The European Commission (EC) said on Friday it will issue a call for applications to set up the expert panels for the premarket product evaluation consultation procedures provided under the EU’s medical device regulation (MDR) and in vitro
diagnostic regulation (IVDR).
The EC is preparing to designate the new expert panels that will support the assessments for certain medical device classes and IVDs. The EU legislation obliges the EC to establish the expert panels in consultation with the Medical Device Coordination Group (MDCG). With a new one-pager, the EC explains the role that the selected clinical and other experts will play in MDR/IVDR.
MDR and IVDR explain the consultation processes on clinical and performance evaluations that require the designated experts to respond to notified bodies (NBs) and manufacturers of class III implantable devices and class IIb active devices for administering and/or removing medicinal products, as well as class D IVDs. The selected experts will be appointed in several different medical fields. They may either be appointed for a renewable 3-year term or “included on a central list of available experts from which they may be called to support panels,” the EC says.
Not only will the selected experts contribute to assessments of high-risk devices prior to their CE marking, but also to the future improvement of the MDR/IVDR framework. Experts will advise the EC, the MDCG, EU member states and manufacturers to help improve upon the framework. They will be involved in “contributing to the development of common specifications for clinical evaluation of device categories, guidance documents or standards,” the EC notes.

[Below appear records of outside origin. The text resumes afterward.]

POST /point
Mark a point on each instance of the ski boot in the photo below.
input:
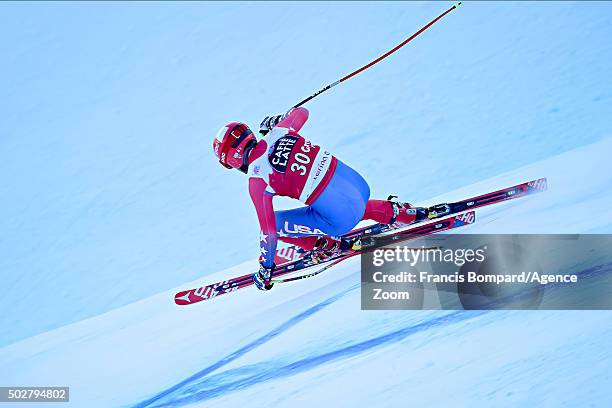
(405, 213)
(261, 278)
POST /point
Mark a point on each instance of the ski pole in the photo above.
(377, 60)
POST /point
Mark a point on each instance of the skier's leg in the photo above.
(336, 211)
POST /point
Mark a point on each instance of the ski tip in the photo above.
(540, 184)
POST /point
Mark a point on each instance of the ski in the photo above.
(207, 292)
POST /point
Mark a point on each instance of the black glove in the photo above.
(268, 123)
(261, 278)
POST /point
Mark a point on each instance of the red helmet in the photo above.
(232, 144)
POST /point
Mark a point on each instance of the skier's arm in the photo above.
(262, 200)
(294, 119)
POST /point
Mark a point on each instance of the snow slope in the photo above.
(109, 189)
(309, 343)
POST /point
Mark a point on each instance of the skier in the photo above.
(286, 164)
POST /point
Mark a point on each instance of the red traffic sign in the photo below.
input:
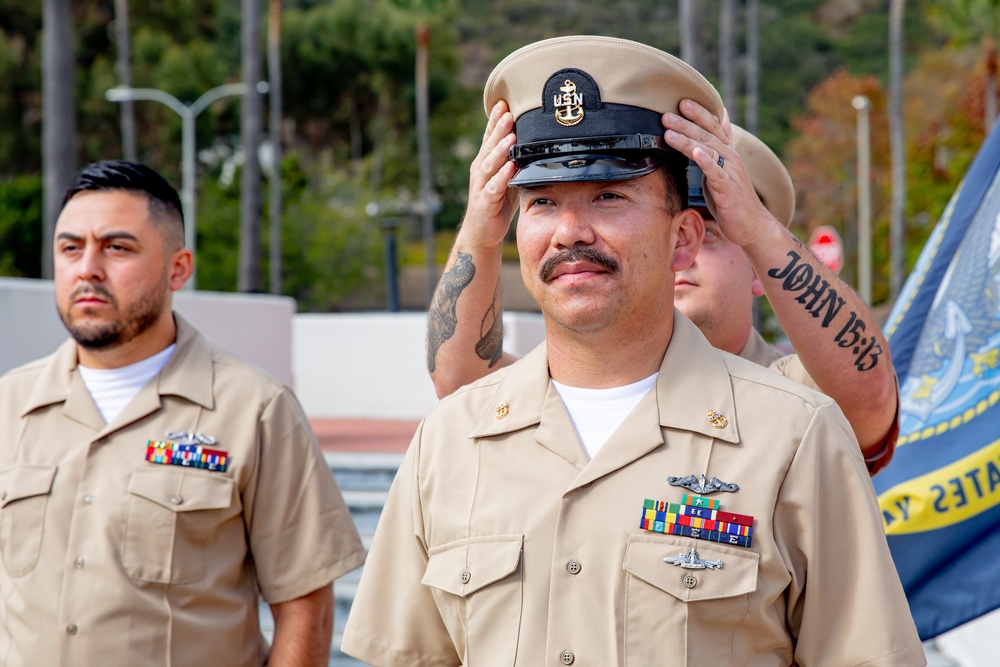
(825, 243)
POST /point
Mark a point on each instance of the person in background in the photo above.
(152, 487)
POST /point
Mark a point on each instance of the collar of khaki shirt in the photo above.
(688, 386)
(188, 374)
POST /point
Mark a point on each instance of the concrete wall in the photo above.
(254, 327)
(374, 365)
(351, 365)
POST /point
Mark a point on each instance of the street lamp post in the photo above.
(863, 106)
(188, 113)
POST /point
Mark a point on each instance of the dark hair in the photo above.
(131, 177)
(674, 172)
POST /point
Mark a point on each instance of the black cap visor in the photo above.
(613, 158)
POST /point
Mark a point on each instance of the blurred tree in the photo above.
(942, 112)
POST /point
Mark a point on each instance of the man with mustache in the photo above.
(465, 327)
(153, 488)
(625, 494)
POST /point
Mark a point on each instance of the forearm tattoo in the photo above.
(491, 341)
(441, 318)
(822, 301)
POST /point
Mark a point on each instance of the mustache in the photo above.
(91, 290)
(606, 262)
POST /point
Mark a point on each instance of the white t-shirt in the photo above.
(597, 413)
(113, 388)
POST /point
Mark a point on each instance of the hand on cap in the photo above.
(708, 141)
(491, 203)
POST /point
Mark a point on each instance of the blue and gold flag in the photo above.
(940, 496)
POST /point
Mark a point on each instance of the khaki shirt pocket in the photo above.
(478, 579)
(687, 609)
(172, 517)
(24, 494)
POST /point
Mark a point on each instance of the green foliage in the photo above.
(331, 251)
(349, 98)
(20, 226)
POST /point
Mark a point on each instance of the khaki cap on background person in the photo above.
(767, 173)
(589, 108)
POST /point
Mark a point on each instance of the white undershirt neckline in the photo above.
(597, 413)
(114, 388)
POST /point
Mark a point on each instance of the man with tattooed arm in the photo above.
(841, 350)
(625, 494)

MDR’s framework is already nearing its 26 May 2020 date of application, followed by that of IVDR on 26 May 2022. The MDCG said in a document the EC posted
in March that clarification of a criterion under a provision relevant to setting up the expert panels—Article 54(2)b—is “extremely urgent notably due to its impact on the future workload of panels.” The document also reported the imminent launch of procedures to establish the expert panels.
The one-pager does not offer specifics for the when the EC will launch the call for experts this year. But the latest version of the EC’s rolling plan
on MDR/IVDR essential implementing acts and actions broadly set the target timeline for the expert panels’ establishment to Q3 2019.
Implementation delays were discussed
at the EU Ministers for Employment, Social Policy, Health and Consumer Affairs (EPSCO) earlier this month, following concerns raised
by German and Irish delegations. Yet on the May 2020 MDR deadline, the European Commissioner for Health and Food Safety said that industry and government “are on course to meet it.”